Begin your visit at Piazza Giovanni Bovio, in front of the Palazzo Jatta, which dates from 1840. Head inside the Jatta National Archaeological Museum to see the only 19th-century private collection in Italy that has remained unchanged since its original conception. The items were collected by the archaeologist Giovanni Jatta in the early 19th century then later enriched by his nephew and sold to the state in the 20th century.
The exhibition is organized into four rooms. The first contains terracotta vases with geometric decorations dating back to the peucet age of the 7th and 6th centuries BC. The second room contains about 700 vases of Greek or local production. The third room contains over four hundred pieces and several craters positioned on a column.

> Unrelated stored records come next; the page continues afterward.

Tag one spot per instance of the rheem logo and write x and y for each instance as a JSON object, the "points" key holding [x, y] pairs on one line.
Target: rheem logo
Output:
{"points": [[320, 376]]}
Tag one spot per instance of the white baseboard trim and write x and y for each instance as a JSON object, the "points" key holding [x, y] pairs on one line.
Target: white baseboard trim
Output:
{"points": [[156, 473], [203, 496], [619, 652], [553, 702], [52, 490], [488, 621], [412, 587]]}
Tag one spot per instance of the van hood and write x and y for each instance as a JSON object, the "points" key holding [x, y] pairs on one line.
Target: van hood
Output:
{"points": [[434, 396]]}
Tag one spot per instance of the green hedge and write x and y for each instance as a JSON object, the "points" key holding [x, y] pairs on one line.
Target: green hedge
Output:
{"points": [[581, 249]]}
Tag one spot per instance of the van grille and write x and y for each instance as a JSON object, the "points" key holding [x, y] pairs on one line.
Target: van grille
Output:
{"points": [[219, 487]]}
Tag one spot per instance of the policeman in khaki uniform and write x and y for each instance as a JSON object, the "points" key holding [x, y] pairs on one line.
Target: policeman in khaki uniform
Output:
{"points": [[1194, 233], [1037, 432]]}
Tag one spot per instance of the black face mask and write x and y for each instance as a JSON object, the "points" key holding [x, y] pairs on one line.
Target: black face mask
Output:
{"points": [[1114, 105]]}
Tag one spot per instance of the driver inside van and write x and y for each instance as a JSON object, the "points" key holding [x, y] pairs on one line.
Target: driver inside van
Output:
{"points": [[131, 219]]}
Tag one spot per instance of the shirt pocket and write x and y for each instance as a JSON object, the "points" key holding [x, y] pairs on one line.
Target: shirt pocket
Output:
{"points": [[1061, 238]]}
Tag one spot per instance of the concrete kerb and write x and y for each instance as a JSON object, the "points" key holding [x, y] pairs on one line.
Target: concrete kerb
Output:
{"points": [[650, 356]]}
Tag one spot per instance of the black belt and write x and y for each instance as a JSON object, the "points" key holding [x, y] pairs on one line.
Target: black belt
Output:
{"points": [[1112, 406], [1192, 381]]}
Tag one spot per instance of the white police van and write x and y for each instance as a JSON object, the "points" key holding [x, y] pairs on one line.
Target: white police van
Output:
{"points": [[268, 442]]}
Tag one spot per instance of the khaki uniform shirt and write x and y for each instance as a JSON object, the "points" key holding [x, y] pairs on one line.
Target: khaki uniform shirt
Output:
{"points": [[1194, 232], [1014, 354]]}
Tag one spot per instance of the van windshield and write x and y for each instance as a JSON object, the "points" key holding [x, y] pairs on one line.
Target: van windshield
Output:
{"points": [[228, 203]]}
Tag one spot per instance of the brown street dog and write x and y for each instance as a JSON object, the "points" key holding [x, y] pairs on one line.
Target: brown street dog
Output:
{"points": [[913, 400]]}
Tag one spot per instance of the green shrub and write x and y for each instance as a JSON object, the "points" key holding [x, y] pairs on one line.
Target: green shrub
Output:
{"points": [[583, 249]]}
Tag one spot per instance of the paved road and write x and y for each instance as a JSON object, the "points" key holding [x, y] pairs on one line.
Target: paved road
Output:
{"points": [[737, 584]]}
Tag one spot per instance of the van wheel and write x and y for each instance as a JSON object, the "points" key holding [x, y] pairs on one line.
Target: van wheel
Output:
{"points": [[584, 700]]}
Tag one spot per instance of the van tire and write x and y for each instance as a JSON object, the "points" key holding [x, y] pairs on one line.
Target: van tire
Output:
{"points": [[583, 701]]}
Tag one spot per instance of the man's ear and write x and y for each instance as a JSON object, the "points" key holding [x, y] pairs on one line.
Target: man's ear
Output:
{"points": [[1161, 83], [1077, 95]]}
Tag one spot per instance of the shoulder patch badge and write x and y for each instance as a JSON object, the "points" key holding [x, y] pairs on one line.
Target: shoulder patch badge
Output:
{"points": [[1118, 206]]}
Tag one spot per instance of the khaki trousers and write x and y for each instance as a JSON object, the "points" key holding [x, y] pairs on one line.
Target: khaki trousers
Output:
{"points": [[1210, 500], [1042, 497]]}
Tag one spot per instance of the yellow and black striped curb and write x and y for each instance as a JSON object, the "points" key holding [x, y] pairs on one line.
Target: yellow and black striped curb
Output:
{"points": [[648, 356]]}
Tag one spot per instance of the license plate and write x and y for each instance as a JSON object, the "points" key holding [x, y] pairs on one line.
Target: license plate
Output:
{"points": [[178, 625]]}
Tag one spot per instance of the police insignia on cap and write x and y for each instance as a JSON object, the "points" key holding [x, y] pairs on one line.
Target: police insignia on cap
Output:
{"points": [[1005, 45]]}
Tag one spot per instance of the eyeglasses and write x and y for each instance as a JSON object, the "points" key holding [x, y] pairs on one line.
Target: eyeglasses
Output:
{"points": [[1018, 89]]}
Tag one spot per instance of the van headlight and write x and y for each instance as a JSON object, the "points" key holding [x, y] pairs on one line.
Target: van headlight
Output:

In the fourth and final room contains more than 270 artifacts and the vase of Talos, which is one of the most important ceramographic masterpieces. The vase depicts the episode narrated by Apollonius Rodio in the Argonautics of the killing of Talos by Medea who sustained dying from the arms of Castor and Pollux.
Continue your tour to the historical center. Travel through the Aragonese tower towards Ruvo Cathedral, which is dedicated to Santa Maria Assunta. This is one of the most important examples of Apulian Romanesque style. Inside the cathedral visit the hypogeum, which was discovered in 1975. Outside the cathedral see the 37-meter tall bell tower.
Head to the clock tower built in 1604. Finish your tour in front of the remains of the castle, with a quadrangular plan of two buildings in the center where the tower still stands. Initially, this fortress consisted only of the tower, dating back to the 10th or 11th century, from which it was possible to control the four gates of access to the city.